Once again, the Autobots take forever to get a clue. From the first second they talked to Thunderwing it was clear that he was a big old ball of bad news, but they still walk in like everyone’s going to listen to them because they report to the Senate. I mean, I have no problem with people trying to talk their way to a solution, but every issue lately has had some variation of “whhhhaaaat? They want to kill us? Why would they do that?” I really wish the Autobots would just wise up.

I can’t say more about the story because I don’t want to spoil it, but I will say several familiar faces show up. (According to TF Wiki we only had 18 characters in this issue, which sounds like a lot but some of the previous issues have had 50.)

And it goes without saying, but the best part of this issue is the art: having a double-sized issue featuring Alex Milne’s art is such a luxury. Everything looks amazing: the action, the background, the faces (Milne’s G1 style faces will always be my favorite) and there’s so much detail you just want to linger over every page.

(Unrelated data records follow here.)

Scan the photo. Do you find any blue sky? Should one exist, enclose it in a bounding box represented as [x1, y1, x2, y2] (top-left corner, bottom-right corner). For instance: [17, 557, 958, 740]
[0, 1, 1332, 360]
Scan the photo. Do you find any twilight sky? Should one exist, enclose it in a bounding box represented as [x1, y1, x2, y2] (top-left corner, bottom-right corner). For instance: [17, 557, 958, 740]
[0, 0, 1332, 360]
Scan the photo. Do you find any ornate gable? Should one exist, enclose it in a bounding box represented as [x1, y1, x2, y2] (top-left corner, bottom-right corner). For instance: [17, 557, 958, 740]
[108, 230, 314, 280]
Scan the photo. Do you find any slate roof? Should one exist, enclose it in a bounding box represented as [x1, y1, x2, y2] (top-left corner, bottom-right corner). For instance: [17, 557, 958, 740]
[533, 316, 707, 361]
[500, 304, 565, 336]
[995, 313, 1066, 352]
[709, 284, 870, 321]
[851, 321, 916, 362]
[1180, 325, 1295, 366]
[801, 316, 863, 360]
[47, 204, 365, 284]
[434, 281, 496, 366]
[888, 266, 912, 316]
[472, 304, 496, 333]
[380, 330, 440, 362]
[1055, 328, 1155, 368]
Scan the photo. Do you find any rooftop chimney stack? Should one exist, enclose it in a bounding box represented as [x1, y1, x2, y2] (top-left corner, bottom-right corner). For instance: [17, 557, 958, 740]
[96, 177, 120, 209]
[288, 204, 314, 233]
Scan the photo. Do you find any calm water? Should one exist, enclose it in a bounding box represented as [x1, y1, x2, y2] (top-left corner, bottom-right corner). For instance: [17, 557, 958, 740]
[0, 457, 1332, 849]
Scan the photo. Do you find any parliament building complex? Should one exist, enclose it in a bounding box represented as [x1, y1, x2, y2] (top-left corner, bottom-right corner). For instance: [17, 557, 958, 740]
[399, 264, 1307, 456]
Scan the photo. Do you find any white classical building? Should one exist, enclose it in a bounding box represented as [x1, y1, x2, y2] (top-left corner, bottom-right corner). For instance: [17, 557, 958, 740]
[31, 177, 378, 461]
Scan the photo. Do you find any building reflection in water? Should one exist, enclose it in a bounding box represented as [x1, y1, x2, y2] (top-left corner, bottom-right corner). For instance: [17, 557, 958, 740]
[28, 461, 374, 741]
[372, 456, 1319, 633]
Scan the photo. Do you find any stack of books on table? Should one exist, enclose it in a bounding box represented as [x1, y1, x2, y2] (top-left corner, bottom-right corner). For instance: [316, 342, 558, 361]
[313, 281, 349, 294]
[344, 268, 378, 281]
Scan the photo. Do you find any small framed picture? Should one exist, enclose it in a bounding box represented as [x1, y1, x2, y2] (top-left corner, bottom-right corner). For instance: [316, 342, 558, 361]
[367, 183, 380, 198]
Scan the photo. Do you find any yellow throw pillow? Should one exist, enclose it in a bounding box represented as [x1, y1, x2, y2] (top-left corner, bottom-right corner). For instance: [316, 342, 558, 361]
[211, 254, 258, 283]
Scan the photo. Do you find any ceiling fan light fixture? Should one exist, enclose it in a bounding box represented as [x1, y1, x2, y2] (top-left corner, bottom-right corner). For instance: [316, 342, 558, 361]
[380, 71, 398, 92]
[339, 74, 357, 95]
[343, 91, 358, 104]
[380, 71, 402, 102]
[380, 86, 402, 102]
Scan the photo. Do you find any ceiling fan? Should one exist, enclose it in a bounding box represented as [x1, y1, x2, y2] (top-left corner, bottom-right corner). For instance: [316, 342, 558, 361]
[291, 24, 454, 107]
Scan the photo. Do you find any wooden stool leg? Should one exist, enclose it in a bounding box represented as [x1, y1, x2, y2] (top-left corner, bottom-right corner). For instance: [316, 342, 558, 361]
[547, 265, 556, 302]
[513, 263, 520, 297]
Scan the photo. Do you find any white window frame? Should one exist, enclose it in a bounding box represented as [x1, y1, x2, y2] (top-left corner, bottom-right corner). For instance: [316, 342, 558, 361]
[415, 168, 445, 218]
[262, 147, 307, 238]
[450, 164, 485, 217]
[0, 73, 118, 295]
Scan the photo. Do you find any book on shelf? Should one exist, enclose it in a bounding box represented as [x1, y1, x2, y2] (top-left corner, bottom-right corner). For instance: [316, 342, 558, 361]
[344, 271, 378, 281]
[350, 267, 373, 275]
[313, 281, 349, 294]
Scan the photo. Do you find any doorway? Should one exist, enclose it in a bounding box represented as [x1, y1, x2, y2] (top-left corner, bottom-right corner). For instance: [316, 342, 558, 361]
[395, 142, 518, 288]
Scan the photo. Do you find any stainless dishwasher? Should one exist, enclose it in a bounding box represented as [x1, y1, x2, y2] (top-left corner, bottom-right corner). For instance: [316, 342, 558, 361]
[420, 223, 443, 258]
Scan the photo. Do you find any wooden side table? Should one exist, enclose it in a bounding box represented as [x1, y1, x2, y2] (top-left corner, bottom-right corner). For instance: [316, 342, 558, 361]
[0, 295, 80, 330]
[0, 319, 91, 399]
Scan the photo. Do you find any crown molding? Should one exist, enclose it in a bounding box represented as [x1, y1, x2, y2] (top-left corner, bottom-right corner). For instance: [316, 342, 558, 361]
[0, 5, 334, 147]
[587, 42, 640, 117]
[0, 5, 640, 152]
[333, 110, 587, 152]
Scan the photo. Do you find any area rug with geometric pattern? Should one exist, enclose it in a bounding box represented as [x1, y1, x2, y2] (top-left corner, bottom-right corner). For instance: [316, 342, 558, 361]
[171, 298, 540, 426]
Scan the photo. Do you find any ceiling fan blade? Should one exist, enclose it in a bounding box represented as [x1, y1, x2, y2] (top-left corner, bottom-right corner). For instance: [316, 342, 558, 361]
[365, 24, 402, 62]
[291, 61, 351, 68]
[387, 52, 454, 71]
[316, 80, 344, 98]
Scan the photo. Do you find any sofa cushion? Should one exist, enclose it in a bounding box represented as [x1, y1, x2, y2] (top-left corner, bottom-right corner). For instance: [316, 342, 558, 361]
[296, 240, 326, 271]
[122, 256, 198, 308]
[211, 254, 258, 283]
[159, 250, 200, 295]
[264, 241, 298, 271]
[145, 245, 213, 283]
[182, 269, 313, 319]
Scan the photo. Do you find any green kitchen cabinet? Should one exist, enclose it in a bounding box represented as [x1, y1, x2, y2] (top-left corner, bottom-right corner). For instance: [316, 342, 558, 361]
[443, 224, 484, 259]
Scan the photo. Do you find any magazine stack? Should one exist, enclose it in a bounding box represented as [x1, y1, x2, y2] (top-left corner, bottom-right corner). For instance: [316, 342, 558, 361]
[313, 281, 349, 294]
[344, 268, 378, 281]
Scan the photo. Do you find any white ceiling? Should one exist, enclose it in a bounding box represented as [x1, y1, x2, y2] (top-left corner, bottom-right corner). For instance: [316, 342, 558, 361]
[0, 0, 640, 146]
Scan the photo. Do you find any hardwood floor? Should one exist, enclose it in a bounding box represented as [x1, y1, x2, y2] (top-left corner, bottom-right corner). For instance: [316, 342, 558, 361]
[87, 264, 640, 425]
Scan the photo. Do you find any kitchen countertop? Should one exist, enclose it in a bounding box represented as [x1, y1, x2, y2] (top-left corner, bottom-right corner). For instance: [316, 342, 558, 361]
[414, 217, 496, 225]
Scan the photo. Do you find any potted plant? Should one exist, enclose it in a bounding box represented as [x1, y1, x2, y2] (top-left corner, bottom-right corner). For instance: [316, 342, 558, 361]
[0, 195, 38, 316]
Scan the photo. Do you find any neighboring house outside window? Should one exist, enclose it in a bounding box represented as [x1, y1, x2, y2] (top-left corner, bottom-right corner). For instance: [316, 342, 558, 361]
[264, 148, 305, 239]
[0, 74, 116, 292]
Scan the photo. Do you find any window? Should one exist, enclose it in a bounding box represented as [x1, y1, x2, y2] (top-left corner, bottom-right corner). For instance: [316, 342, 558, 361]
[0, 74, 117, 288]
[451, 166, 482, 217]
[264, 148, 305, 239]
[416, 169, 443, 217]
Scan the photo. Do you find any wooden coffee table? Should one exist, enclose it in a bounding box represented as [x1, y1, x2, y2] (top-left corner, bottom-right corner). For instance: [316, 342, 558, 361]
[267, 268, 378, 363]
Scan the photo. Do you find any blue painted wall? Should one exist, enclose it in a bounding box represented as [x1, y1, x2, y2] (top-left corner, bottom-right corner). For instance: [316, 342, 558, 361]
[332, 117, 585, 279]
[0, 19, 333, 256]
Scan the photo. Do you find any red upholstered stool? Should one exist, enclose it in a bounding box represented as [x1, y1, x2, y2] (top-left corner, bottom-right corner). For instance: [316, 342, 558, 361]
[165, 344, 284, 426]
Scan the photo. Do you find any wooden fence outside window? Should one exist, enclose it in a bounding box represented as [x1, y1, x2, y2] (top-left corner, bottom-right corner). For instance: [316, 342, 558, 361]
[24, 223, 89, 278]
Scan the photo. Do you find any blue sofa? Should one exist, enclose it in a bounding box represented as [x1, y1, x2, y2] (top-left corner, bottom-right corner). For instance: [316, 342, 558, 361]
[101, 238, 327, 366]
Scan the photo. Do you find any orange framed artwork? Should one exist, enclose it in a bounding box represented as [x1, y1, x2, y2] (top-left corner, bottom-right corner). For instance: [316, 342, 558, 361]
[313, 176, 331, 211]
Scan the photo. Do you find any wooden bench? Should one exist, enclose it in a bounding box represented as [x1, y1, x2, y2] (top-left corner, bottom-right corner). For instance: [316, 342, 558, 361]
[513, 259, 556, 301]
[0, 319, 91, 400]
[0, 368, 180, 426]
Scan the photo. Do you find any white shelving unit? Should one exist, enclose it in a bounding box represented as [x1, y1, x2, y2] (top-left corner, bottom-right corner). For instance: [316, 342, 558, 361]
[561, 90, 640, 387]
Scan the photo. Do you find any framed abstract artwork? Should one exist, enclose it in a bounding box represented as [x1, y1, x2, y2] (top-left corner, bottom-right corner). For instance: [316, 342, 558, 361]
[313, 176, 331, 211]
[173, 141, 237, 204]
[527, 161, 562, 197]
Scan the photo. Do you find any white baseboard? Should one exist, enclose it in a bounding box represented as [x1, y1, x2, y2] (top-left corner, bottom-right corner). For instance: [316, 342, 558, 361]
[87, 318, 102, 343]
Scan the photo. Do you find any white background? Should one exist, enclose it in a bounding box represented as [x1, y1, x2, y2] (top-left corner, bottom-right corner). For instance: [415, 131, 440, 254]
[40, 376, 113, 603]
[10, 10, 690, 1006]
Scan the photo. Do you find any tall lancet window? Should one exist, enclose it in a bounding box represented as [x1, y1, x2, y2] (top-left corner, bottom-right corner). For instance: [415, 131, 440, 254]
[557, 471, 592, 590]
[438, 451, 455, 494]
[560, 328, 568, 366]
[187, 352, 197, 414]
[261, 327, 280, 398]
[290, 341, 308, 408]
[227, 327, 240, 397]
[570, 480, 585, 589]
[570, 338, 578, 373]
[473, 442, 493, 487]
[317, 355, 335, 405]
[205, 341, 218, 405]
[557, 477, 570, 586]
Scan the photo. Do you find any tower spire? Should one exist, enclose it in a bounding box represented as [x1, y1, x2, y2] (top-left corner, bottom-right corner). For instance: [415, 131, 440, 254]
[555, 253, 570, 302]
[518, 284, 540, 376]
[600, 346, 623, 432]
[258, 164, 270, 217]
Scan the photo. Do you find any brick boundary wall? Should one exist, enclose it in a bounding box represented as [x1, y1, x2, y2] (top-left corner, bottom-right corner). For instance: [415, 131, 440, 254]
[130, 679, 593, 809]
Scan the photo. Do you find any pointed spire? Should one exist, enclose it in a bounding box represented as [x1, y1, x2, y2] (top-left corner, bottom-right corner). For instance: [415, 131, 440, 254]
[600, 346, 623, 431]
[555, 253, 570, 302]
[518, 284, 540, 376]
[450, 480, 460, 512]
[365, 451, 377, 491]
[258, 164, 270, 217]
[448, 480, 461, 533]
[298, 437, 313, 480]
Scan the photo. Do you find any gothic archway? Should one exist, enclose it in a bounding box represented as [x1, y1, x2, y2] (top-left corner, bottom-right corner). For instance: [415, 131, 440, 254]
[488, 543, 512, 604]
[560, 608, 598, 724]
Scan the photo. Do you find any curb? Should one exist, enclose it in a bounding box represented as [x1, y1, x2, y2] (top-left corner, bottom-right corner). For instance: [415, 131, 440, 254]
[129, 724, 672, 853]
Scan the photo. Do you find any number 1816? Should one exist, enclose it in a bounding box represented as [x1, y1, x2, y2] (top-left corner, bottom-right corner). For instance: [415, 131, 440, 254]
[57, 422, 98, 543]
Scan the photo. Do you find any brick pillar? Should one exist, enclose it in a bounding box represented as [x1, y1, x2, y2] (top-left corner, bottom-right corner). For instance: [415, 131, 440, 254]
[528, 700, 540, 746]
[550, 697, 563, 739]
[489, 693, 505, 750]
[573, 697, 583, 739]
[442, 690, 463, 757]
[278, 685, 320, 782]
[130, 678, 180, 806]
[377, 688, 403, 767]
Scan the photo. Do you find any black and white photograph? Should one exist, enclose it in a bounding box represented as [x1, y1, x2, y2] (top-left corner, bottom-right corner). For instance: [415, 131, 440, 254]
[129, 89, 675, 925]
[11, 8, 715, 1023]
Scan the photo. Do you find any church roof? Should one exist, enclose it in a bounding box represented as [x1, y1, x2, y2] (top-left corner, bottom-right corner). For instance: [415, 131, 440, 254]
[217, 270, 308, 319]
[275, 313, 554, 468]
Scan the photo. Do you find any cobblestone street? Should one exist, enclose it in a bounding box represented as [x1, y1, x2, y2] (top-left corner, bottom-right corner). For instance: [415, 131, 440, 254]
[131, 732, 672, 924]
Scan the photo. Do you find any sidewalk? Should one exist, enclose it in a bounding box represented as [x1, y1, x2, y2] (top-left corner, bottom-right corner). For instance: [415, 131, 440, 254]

The space battle was amazing, and we see a seriously impressive explosion when someone has a very big problem with being touched. (John-Paul Bove’s colors making it just leap off the page.) Also, there’s a hell of a moment after several people fall into an experiment. (Which, as I said above, I should’ve seen coming, but I loved being surprised.) And that cover. I would absolutely love to have that cover hanging on my wall, it’s just brilliant.

The ending was wonderfully sad; the expression on one character’s face was perfectly done, it didn’t require any text to get across what they were feeling. I know Milne was working on this issue for a long time and I hope they threw a ton of money at him, because it’s my favorite issue of the new series so far. (Second favorite being the issue with Nautica, but Sara Pitre-Durocher and Joana Lafuente did the art on that one, so no surprise there.)